TS kindly provided an ATAPI debug function that takes two PSNs as parameters and appears to perform the same timing measurement, returning the required response data.Type E0 Responses
This appears to be some form of CID check. The CD is the CIDs of the last four CR exchanges in reverse order. The drive also stores the CIDs and returns them ( also in reverse order). If they match........

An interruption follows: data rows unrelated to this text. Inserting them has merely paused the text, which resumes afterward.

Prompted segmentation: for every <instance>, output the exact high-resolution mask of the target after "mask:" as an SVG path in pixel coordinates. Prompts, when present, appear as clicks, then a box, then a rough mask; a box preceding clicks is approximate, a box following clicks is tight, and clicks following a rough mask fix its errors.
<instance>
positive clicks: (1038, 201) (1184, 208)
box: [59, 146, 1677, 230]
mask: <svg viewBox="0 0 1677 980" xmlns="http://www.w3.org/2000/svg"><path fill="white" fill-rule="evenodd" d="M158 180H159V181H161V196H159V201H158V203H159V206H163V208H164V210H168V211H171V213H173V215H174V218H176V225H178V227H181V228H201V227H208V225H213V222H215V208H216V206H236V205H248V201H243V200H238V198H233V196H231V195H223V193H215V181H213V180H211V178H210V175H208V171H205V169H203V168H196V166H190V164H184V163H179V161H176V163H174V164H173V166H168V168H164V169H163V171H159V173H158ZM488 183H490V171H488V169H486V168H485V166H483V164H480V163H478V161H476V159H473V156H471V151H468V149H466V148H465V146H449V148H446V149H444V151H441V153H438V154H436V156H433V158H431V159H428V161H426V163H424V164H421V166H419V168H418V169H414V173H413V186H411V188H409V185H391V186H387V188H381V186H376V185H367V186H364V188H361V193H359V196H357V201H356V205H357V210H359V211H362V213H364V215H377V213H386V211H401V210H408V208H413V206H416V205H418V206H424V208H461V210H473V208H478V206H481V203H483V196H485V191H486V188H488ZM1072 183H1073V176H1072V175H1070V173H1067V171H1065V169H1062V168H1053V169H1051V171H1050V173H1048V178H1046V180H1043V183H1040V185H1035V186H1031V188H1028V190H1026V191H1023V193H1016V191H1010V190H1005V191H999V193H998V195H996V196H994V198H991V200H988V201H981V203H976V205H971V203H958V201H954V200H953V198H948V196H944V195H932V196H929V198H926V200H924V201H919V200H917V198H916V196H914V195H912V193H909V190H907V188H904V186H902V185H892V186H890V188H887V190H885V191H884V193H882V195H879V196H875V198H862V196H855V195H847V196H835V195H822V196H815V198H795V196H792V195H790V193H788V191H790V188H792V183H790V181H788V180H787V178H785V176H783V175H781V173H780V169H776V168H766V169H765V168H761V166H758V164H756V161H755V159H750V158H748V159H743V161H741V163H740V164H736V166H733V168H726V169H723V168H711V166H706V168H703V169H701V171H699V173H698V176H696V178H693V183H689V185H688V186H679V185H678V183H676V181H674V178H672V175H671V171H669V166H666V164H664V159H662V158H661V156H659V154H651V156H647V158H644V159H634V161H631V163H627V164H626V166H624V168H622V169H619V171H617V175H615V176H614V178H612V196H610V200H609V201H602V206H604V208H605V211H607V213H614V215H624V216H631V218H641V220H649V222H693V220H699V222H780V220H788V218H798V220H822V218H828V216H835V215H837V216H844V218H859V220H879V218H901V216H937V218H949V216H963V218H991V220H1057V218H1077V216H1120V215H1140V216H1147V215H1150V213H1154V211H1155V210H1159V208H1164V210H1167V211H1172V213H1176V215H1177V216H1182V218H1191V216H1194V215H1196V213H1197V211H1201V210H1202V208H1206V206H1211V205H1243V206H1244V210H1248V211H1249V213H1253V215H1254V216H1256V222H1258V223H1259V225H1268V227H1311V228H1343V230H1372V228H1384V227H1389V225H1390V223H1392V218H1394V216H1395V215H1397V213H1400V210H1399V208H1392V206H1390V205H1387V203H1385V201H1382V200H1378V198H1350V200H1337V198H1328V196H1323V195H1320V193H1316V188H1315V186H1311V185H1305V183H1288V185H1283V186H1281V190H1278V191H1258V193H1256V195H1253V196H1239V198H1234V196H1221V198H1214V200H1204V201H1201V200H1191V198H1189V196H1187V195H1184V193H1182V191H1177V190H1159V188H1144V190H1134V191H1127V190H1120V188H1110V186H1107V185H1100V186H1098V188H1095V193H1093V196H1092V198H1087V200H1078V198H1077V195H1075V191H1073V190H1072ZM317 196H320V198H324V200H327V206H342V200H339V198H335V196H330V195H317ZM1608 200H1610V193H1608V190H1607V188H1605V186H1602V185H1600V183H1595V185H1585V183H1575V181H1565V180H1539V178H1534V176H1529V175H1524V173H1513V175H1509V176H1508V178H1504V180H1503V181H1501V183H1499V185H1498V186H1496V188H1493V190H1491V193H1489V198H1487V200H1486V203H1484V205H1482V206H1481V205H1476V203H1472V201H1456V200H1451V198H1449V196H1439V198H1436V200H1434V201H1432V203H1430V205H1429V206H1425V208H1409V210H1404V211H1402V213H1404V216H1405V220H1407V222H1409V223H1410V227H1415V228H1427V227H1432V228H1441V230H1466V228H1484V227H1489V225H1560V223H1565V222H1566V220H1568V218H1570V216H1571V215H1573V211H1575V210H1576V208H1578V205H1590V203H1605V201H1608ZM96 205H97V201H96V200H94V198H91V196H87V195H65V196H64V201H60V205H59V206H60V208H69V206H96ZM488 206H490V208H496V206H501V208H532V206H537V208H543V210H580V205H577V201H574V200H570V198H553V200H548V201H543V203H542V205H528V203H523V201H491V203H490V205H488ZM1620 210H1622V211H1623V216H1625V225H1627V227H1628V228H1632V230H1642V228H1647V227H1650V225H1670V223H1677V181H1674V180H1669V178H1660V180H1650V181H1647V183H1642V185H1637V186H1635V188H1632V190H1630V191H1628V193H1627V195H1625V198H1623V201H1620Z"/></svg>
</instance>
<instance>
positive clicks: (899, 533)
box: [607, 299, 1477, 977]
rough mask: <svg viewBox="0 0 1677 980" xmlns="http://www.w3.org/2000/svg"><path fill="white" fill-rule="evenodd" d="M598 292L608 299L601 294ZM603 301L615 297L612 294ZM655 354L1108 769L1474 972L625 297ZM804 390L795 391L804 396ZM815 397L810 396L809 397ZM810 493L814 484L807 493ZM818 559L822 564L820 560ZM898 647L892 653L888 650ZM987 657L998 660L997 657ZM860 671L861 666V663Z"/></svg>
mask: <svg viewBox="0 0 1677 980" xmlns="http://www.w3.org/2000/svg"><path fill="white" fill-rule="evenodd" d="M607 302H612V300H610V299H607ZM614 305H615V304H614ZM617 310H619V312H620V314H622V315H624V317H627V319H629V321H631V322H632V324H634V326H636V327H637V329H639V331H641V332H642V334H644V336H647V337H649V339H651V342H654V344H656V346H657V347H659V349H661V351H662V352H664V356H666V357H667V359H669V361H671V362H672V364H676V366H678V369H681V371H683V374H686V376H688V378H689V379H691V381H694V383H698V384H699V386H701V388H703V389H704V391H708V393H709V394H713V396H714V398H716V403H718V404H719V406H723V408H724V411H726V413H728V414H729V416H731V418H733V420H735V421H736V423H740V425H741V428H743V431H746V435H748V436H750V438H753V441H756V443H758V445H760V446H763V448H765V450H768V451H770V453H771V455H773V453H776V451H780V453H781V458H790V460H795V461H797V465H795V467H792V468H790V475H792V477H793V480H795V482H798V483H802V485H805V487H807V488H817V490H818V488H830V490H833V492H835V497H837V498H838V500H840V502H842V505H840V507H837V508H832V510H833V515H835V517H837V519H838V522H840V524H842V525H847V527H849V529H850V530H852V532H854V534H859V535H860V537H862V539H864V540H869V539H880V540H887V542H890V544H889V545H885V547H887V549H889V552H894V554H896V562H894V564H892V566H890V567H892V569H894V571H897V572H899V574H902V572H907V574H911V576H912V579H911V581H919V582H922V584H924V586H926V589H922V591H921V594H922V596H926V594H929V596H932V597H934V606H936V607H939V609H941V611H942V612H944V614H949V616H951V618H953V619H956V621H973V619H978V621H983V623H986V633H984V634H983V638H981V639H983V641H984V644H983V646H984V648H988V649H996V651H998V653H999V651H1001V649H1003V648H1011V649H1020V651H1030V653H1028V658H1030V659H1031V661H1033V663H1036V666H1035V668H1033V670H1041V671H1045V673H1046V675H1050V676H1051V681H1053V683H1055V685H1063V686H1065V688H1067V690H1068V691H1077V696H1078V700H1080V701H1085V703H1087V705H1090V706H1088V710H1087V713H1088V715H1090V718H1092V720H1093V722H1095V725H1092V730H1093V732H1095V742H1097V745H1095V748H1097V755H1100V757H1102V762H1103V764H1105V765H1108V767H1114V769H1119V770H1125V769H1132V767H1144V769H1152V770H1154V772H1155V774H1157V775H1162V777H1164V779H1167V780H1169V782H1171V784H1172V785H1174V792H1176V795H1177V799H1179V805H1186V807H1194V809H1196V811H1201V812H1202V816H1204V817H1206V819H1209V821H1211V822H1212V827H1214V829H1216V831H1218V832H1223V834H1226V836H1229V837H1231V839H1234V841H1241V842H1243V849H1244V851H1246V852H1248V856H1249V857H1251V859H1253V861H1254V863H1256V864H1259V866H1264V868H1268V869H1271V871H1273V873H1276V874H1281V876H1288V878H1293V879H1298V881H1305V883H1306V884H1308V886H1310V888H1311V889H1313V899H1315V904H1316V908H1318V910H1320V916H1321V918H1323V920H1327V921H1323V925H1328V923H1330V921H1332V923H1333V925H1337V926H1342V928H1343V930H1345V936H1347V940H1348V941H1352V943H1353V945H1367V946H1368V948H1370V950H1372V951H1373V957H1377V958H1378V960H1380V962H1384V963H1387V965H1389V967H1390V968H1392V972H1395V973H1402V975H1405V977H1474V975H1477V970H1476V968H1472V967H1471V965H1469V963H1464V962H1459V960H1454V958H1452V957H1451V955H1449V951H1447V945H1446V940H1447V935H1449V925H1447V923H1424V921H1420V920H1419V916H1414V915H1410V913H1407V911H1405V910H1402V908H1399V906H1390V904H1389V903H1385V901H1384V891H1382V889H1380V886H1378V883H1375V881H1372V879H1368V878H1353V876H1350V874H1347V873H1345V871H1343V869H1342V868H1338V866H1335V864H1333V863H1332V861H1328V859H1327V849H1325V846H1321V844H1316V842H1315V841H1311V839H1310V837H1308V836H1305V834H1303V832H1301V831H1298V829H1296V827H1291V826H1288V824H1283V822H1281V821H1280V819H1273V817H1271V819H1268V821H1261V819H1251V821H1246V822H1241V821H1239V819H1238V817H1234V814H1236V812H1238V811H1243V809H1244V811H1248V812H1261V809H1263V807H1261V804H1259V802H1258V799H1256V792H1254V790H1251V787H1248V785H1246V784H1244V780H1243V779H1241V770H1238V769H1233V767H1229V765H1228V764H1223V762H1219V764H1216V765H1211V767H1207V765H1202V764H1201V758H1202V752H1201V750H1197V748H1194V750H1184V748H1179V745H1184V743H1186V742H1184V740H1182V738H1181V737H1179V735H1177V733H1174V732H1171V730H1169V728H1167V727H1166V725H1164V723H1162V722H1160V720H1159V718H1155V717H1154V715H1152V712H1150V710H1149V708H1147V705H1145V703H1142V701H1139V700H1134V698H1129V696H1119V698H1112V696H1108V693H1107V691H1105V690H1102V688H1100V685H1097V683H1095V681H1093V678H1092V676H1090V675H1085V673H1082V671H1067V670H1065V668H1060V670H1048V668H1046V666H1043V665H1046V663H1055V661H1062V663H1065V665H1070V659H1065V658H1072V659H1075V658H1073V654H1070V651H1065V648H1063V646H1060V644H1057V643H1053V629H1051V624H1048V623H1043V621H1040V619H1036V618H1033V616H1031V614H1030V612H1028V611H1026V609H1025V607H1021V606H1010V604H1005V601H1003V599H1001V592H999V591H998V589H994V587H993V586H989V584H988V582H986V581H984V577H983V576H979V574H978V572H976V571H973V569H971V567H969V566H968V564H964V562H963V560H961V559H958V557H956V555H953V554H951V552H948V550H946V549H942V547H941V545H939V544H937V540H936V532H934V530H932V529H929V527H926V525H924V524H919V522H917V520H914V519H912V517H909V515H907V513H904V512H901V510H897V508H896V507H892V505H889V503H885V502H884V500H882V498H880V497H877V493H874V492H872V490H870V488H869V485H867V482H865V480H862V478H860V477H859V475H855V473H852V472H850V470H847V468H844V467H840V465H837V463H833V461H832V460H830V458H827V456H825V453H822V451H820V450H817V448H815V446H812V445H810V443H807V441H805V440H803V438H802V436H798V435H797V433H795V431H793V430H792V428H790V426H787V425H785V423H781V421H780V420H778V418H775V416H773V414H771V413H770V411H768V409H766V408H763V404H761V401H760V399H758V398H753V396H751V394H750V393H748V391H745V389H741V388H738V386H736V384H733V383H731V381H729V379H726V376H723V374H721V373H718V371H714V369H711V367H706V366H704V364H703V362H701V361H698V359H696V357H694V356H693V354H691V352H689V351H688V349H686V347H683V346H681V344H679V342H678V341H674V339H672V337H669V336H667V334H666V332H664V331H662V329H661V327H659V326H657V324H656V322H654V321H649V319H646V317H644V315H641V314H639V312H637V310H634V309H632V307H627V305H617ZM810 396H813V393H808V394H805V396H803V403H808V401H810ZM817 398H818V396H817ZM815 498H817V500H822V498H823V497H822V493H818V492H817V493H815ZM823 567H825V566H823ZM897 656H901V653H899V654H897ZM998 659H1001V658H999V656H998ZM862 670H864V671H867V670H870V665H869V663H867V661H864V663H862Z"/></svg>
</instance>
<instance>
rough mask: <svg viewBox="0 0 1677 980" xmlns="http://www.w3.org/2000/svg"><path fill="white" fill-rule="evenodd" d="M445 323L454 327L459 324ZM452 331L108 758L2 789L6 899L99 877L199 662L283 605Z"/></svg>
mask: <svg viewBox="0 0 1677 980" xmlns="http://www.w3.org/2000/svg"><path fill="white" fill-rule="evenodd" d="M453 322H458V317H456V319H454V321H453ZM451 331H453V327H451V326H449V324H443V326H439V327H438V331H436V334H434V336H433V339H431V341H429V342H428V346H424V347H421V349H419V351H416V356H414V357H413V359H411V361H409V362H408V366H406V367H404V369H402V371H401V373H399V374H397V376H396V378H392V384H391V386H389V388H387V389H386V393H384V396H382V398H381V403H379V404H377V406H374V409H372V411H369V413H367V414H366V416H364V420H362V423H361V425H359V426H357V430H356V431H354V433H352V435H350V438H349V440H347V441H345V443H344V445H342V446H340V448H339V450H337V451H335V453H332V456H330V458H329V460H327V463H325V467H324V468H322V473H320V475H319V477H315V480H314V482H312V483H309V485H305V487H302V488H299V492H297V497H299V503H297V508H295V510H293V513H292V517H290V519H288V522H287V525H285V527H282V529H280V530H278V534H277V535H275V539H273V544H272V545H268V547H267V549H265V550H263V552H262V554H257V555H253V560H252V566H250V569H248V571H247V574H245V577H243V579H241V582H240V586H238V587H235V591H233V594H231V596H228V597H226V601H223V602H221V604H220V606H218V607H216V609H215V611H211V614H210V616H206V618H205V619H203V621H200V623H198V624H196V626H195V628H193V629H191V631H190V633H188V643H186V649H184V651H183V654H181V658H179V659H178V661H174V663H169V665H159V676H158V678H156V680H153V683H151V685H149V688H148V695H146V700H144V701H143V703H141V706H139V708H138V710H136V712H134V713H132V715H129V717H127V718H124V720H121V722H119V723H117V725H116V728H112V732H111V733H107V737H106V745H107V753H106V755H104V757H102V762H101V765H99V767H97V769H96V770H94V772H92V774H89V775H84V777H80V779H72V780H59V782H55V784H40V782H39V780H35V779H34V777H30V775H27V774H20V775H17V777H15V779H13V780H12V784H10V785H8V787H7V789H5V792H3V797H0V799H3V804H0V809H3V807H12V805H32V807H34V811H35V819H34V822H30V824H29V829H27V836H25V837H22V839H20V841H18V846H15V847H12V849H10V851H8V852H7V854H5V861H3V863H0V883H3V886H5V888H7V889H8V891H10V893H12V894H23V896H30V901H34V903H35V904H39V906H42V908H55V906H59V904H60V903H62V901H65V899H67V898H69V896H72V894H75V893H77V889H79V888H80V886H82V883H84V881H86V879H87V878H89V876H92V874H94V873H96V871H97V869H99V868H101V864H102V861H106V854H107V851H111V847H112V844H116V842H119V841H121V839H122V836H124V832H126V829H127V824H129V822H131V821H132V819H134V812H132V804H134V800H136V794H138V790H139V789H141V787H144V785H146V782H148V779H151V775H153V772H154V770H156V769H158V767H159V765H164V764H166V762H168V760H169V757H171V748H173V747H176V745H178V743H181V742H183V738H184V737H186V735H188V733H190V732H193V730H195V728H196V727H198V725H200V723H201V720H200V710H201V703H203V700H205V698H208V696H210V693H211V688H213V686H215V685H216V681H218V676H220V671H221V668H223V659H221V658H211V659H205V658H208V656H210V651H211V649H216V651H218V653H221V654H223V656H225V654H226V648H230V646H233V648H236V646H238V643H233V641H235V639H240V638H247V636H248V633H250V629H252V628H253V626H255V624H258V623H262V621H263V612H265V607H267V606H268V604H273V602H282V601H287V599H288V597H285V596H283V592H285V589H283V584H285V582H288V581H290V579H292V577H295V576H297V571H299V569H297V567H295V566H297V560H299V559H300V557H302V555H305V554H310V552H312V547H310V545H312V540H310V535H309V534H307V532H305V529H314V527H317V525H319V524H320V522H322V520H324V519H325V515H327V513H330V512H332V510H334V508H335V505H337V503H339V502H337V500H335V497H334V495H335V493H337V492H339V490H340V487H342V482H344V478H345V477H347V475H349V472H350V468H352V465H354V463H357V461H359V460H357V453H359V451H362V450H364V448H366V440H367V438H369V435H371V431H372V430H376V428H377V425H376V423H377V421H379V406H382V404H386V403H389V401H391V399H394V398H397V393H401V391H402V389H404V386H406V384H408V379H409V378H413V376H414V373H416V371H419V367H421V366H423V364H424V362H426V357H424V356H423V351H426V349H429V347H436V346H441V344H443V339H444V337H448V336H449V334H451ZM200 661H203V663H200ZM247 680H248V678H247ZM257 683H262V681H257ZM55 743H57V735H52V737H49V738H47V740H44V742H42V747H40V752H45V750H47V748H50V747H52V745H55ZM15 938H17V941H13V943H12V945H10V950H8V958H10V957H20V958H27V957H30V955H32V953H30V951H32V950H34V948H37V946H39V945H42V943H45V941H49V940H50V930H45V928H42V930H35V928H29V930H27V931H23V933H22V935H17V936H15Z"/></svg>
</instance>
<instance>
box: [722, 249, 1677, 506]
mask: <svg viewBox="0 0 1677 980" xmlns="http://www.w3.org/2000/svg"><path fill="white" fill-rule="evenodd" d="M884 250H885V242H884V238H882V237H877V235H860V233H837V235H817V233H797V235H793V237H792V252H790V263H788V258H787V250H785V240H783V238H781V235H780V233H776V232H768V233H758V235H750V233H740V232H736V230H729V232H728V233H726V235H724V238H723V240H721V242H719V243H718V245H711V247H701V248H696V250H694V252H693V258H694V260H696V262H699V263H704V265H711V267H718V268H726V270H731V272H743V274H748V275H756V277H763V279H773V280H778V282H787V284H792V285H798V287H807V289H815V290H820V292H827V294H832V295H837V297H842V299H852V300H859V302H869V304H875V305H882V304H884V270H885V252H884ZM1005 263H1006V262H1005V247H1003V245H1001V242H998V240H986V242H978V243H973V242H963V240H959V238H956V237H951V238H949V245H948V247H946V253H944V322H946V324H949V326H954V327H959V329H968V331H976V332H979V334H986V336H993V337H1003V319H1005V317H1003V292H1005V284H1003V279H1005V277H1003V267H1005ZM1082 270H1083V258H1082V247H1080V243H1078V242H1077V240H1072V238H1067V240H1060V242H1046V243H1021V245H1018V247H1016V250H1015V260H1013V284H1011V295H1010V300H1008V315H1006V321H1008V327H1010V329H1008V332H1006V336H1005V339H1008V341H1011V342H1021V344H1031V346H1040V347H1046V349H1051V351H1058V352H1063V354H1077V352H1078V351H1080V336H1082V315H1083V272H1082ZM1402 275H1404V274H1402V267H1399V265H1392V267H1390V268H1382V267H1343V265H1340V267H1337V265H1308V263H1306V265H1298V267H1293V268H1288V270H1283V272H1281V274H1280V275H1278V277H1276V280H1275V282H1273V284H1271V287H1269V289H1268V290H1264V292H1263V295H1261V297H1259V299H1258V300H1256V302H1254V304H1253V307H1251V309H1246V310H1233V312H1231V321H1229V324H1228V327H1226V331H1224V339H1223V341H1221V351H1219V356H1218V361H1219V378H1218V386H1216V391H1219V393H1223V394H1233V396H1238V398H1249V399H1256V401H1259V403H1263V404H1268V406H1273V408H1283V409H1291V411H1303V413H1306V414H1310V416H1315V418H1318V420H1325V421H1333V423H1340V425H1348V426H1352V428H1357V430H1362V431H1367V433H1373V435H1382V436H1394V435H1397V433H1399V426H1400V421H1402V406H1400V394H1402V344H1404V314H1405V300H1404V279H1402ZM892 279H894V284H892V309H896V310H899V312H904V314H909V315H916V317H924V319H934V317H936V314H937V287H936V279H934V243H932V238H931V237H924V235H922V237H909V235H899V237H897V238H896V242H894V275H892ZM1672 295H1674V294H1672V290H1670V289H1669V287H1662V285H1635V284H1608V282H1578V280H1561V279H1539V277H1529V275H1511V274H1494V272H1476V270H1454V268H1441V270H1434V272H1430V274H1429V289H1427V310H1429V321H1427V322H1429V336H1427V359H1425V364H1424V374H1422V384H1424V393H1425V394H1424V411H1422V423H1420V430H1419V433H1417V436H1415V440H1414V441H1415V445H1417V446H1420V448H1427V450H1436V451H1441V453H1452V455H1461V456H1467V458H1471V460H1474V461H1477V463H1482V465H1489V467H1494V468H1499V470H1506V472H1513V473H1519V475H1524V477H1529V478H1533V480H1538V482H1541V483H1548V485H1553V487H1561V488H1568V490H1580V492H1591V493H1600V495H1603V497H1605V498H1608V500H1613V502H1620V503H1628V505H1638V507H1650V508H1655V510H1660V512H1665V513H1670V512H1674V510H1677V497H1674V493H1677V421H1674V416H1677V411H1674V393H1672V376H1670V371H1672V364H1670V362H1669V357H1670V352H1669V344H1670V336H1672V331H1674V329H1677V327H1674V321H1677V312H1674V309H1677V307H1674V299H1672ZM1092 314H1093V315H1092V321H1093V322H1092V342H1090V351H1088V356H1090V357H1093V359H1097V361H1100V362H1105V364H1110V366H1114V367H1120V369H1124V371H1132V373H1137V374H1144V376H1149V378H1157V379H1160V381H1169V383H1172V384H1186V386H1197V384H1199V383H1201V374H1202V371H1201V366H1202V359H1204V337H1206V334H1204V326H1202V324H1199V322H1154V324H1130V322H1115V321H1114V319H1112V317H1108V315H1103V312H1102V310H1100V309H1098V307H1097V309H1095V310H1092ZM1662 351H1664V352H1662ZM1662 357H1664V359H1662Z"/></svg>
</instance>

Here's a typical set of CIDs and CD observed during a CR exchange to illustrate the point:
CID CD Response Resp Type
17 16CD4E94 7
24 ACA2D11E 3
16 CBD9E4E1 1
F5 FA0560D1 5
90 2709C26C 0
F6 90F51624 90F51624 E0
Notice the sequence 90,F5,16,24
Thats about all there is to know about the CR mechanism in the 360 to date, of course this could change soon. In the disks I have examined I have found the following totals for each response type:
Total Response Type
0 2 Never seen one, I suspect it may be broken
There are 6 CRs exchanged during authentication out of a total of 9. It seems that its enough to simply observe the CR exchanges and respond with the observed data when challenged.
I have been deliberately vague about response types 5 & 7, I also haven't provided a full set of CR data. I suspect that data is copyright and therefore I cant post it. Also it would simply suck all the fun out of it for you
I am deeply indebted to the team I have been working who are without a doubt some of the most talented (and anonymous) engineers I have come across. In particular I'd like to thank TheSpecialist and 'Bob' (you know who you are) and all the others who contributed Again, please dont ask me for CR data, I wont give it to you and I dont have it.